On April 29, 2015, the U.S. Supreme Court decided  Mach Mining, LLC v. EEOC, unanimously holding that courts may review whether the Equal Employment Opportunity Commission (EEOC) fulfilled its statutory duty to attempt to conciliate discrimination claims under the Title VII before filing suit.

This decision was a partial victory for employers. Although the Court rejected the EEOC’s longstanding position that pre-suit conciliation efforts are shielded from judicial review, it defined the scope of judicial review narrowly and recognized that the appropriate remedy is an order requiring the EEOC to undertake the mandated conciliation efforts rather than dismissal or other more meaningful relief.

The good news is that courts can no longer simply “accept the EEOC’s say-so that it complied with the law,” and instead must determine whether “the EEOC actually, and not just purportedly, tried to conciliate a discrimination charge.”

The bad news is that this will be a “relatively bare-bones review” with courts simply assessing whether the EEOC has:

(1) Informed the employer about the specific allegation (as the EEOC typically does in a letter announcing its determination of “reasonable cause”) and described both what the employer allegedly has done and which employees (or what class of employees) have allegedly suffered as a result.

(2) Engaged the employer in some form of discussion (whether written or oral) so as to give the employer an opportunity to remedy the allegedly discriminatory practice.  By rejecting the employer’s position that courts should assess whether the EEOC has negotiated in good faith and adhered to a code of conduct, the Court made clear that the EEOC retains expansive discretion under Title VII as to “how to conduct conciliation efforts and when to end them.”

It is too early to tell whether this decision will impose any meaningful restraint on EEOC conciliation practices.
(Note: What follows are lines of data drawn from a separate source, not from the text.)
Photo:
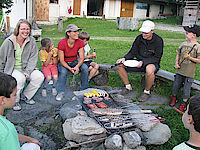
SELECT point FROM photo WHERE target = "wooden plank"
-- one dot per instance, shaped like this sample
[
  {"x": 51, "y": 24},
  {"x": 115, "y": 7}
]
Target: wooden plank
[{"x": 161, "y": 74}]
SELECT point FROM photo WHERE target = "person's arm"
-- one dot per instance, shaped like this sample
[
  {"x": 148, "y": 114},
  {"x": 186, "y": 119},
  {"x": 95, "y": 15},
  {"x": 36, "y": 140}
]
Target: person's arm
[
  {"x": 62, "y": 61},
  {"x": 158, "y": 52},
  {"x": 80, "y": 61},
  {"x": 3, "y": 55},
  {"x": 55, "y": 60},
  {"x": 177, "y": 61},
  {"x": 88, "y": 56},
  {"x": 23, "y": 138},
  {"x": 187, "y": 56},
  {"x": 48, "y": 61},
  {"x": 33, "y": 58}
]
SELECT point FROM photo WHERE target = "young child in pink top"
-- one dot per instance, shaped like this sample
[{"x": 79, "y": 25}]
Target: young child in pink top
[{"x": 49, "y": 58}]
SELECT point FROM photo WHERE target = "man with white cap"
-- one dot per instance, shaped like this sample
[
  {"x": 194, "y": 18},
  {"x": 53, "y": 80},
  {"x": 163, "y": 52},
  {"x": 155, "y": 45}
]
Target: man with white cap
[{"x": 147, "y": 49}]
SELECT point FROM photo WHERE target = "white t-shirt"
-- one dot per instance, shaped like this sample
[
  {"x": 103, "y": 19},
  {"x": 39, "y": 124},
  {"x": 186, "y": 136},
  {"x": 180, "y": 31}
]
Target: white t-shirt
[
  {"x": 184, "y": 146},
  {"x": 86, "y": 50}
]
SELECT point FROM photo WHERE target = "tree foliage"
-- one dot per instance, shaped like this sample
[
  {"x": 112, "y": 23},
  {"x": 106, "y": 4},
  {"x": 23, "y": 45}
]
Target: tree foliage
[{"x": 6, "y": 4}]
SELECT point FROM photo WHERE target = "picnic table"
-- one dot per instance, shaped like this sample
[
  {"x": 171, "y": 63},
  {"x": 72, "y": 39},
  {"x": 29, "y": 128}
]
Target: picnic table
[{"x": 161, "y": 74}]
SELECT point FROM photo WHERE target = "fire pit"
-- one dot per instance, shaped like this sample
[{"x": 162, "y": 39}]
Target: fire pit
[{"x": 125, "y": 124}]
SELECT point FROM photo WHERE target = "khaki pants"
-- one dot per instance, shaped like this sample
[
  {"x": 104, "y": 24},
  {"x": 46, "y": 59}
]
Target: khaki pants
[{"x": 36, "y": 78}]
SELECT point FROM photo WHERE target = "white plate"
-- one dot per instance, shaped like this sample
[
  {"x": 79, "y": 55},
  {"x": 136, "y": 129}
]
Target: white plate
[{"x": 131, "y": 63}]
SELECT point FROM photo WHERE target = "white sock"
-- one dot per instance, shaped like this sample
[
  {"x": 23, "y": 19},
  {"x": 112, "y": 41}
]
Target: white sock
[
  {"x": 147, "y": 92},
  {"x": 128, "y": 86}
]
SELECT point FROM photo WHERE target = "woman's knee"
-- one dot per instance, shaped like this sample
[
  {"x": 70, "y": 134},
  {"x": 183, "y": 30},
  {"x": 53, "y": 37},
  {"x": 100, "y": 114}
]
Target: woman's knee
[
  {"x": 21, "y": 79},
  {"x": 150, "y": 69},
  {"x": 37, "y": 76},
  {"x": 48, "y": 78},
  {"x": 96, "y": 66},
  {"x": 55, "y": 77}
]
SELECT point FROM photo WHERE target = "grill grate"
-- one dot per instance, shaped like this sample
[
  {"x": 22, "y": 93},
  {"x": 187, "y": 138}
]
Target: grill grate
[{"x": 111, "y": 104}]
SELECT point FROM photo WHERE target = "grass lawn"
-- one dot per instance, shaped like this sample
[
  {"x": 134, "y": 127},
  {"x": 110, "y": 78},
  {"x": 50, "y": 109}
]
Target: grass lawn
[{"x": 109, "y": 51}]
What is clear, however, is there is now at least some modicum of accountability and judicial oversight, albeit with narrow review and limited remedies.This decision leaves several key questions unanswered, including whether the EEOC’s separate statutory duty to investigate the merits of a charge is likewise subject to judicial review (and the appropriate remedy if the EEOC fails to do so), whether the EEOC’s duties differ depending on whether future (injunction) or past (monetary damages) relief is sought, and the nature and extent of discovery permitted on the EEOC’s conciliation or investigative efforts.